Une fable, c'est une histoire courte qui vise à instruire le lecteur tout en le distrayant. Dans celle qui suit, Lafontaine va rappeler l'importance de l'engagement personnel pour préserver ce qui nous est cher.
Un cerf, poursuivi, se réfugie dans une étable. Là des bœufs l’avertissent du danger mais il leur promet de leur montrer les meilleurs pâturages en échange de leur silence. Les bœufs acceptent et le cachent. Pendant la soirée, les valets et l’intendant passent sans le remarquer.
Le cerf se croit sauvé, mais un bœuf l’avertit : « L’homme aux cent yeux n’a pas encore fait sa ronde. » Le maître entre, remarque le désordre, puis découvre le cerf. Malgré ses supplications, le cerf est tué et partagé en festin.
Rien ne vaut l'oeil du maître donc, La Fontaine reprend ici la morale d'une fable d’Ésope similaire à propos d'un cheval mais va y ajouter une touche personnelle en évoquant en toute fin l'œil de l'amant.

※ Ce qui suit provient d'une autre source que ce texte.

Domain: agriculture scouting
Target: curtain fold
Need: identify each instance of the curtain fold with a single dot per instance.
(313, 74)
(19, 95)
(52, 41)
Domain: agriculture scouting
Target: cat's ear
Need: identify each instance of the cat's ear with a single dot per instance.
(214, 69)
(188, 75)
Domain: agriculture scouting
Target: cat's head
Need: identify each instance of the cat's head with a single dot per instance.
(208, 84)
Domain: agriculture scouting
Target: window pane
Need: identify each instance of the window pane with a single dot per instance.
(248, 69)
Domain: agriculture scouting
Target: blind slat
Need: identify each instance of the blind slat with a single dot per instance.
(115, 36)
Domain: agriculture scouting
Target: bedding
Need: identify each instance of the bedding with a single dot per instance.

Cela signifie que seule une personne vraiment investie — qu’elle soit propriétaire, responsable ou passionnée — peut garantir une surveillance efficace et éviter les négligences.
La vigilance, l’engagement personnel et la supervision directe sont essentiels pour préserver ce qui nous est cher. Confier une tâche à autrui sans contrôle ni attention revient souvent à la négliger. Aujourd’hui, cette leçon s’applique à de nombreux domaines : La fable rappelle que la responsabilité ultime revient toujours à celui qui « possède » — au sens large — le projet ou le bien.
L'Œil du Maître
Un Cerf, s'étant sauvé dans une étable à Boeufs,
Fut d'abord averti par eux :
Qu'il cherchât un meilleur asile.
Mes frères, leur dit-il, ne me décelez pas :
Je vous enseignerai les pâtis (1) les plus gras ;
Ce service vous peut quelque jour être utile ;
Et vous n'en aurez point regret.
Les Boeufs à toutes fins promirent le secret.
Il se cache en un coin, respire, et prend courage.
Sur le soir on apporte herbe fraîche et fourrage,
Comme l'on faisait tous les jours :
L'on va, l'on vient ; les Valets font cent tours,
L'Intendant même et pas un, d'aventure (2),
N'aperçut ni corps, ni ramures,
Ni Cerf enfin. L'habitant des forêts
Rend déjà grâce aux Boeufs, attend dans cette étable
Que chacun retournant au travail de Cérès (3),
Il trouve pour sortir un moment favorable.
L'un des Boeufs ruminant lui dit : Cela va bien ;
Mais quoi l'homme aux cent yeux (4) n'a pas fait sa revue.
Je crains fort pour toi sa venue ;
Jusque-là, pauvre cerf, ne te vante de rien.
Là-dessus le Maître entre et vient faire sa ronde.
Qu'est ceci? dit-il à son monde.
Je trouve bien peu d'herbe en tous ces râteliers ;
Cette litière est vieille : allez vite aux greniers ;
Je veux voir désormais vos Bêtes mieux soignées.
Que coûte-t-il d'ôter toutes ces Araignées ?
Ne saurait-on ranger ces jougs et ces colliers ?
En regardant à tout, il voit une autre tête
Que celles qu'il voyait d'ordinaire en ce lieu.
Le Cerf est reconnu : chacun prend un épieu (5) ;
Chacun donne un coup à la Bête.
Ses larmes ne sauraient la sauver du trépas.
On l'emporte, on la sale, on en fait maint repas,
Dont maint voisin s'éjouit (6) d'être.
Phèdre, sur ce sujet, dit fort élégamment :
Il n'est, pour voir, que l'oeil du Maître.
Quant à moi, j'y mettrais encor l'oeil de l'Amant.